Daniel Manouchehri (PS) incluso abandonó la comisión sin votar y acusó al Ejecutivo de dar un “portazo” a ambas regiones. Jorge Brito (FA) también cuestionó que los damnificados fueran utilizados para viabilizar una reforma sin recibir recursos suficientes.

La postergación entrega ahora a Walker y a otros senadores una nueva palanca para intentar incorporar garantías destinadas a Coquimbo y la provincia de Huasco antes de la votación definitiva.

La fórmula municipal pendiente

El informe resuelve el único artículo que permanecía abierto: el mecanismo para compensar a las municipalidades y al Fondo Común Municipal por la menor recaudación derivada de la exención de contribuciones a la primera vivienda de personas mayores de 65 años.

La propuesta establece que la Tesorería General de la República transfiera los recursos necesarios para que cada municipio reciba la misma proporción que habría percibido sin la exención.

El Servicio de Impuestos Internos deberá calcular anualmente la pérdida e informar los montos a la Dirección de Presupuestos y a Tesorería. Para acceder a los recursos, los municipios deberán mantener al día la información exigida por ley y acreditar una reducción de al menos 30% en sus tiempos de tramitación de permisos respecto del período 2023-2025.

El texto también entrega a Tesorería la cobranza administrativa y judicial de las deudas por patentes municipales y derechos de aseo, facultándola para otorgar facilidades de pago, condonar intereses y multas y retener devoluciones de impuestos de contribuyentes morosos.

La oposición ha cuestionado que la compensación —estimada en cerca de US$70 millones— sea financiada mediante recursos generales del Estado. El alcalde de Maipú, Tomás Vodanovic, advirtió que los contribuyentes terminarán financiando los “presupuestos estratosféricos” de comunas de mayores ingresos como Las Condes, Vitacura y Lo Barnechea.

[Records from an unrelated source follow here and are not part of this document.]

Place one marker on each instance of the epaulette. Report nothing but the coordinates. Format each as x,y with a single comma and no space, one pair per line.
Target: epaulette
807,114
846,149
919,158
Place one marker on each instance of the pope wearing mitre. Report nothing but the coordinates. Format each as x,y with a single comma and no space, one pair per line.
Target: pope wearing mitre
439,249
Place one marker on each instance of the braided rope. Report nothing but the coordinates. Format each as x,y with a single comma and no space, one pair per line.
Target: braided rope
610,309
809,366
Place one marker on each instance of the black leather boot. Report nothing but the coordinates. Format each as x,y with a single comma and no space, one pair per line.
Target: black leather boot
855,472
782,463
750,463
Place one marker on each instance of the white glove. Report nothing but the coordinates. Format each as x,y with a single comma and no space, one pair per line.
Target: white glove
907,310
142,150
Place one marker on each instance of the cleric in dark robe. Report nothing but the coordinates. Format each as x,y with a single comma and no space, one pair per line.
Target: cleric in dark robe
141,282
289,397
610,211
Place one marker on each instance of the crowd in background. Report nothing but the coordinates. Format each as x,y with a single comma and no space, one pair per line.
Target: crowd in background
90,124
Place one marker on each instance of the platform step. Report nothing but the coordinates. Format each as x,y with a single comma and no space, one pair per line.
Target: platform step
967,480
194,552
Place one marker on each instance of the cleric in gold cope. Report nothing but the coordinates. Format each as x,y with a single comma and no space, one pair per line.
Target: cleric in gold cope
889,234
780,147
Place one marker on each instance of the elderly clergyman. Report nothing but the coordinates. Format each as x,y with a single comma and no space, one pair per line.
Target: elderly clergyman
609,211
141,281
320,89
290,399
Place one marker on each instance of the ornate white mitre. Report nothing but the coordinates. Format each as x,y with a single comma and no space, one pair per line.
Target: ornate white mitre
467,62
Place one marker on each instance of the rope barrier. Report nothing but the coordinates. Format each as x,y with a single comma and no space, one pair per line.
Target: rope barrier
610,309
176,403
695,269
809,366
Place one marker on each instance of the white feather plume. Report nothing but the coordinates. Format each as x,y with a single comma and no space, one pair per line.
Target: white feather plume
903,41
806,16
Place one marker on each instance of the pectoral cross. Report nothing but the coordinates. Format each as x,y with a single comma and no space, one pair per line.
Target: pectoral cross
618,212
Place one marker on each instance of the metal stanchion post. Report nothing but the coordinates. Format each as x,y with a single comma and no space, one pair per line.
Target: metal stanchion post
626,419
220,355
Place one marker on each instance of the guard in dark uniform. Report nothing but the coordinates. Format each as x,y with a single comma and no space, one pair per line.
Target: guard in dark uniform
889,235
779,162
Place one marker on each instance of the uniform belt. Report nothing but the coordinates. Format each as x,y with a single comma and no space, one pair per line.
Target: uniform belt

De la fotografía del triunfo al repliegue

El Gobierno pretendía cerrar la tramitación durante julio. La comisión mixta había aprobado rápidamente su propuesta y la Cámara la ratificó pocas horas después. Pero en el Senado, la fotografía del triunfo fue reemplazada por un repliegue de emergencia.

Parlamentarios abandonan la Sala del Senado tras la postergación de la sesión especial en que debía votarse la megarreforma.

El senador Iván Flores (DC) calificó el episodio como un “bochorno” y acusó al Ejecutivo de falta de pericia política. La presidenta del PS, Paulina Vodanovic, sostuvo que La Moneda no contaba siquiera con sus votos propios.

La reforma volverá al Senado durante la primera semana de agosto. Incluso si el Gobierno recompone su mayoría y consigue aprobar el informe, todavía deberá enfrentar los tres requerimientos ingresados por la oposición ante el Tribunal Constitucional y definir los vetos anunciados contra normas como el olvido financiero y la prohibición del anatocismo.

La Moneda llegó a la última valla convencida de que el trámite estaba resuelto. Pero un rechazo dentro de la UDI, dos abandonos de la Sala y los votos negativos de senadores bisagra bastaron para detener la carrera. Antes que perder, el Gobierno retiró la urgencia y pateó para agosto el cierre de su principal apuesta económica.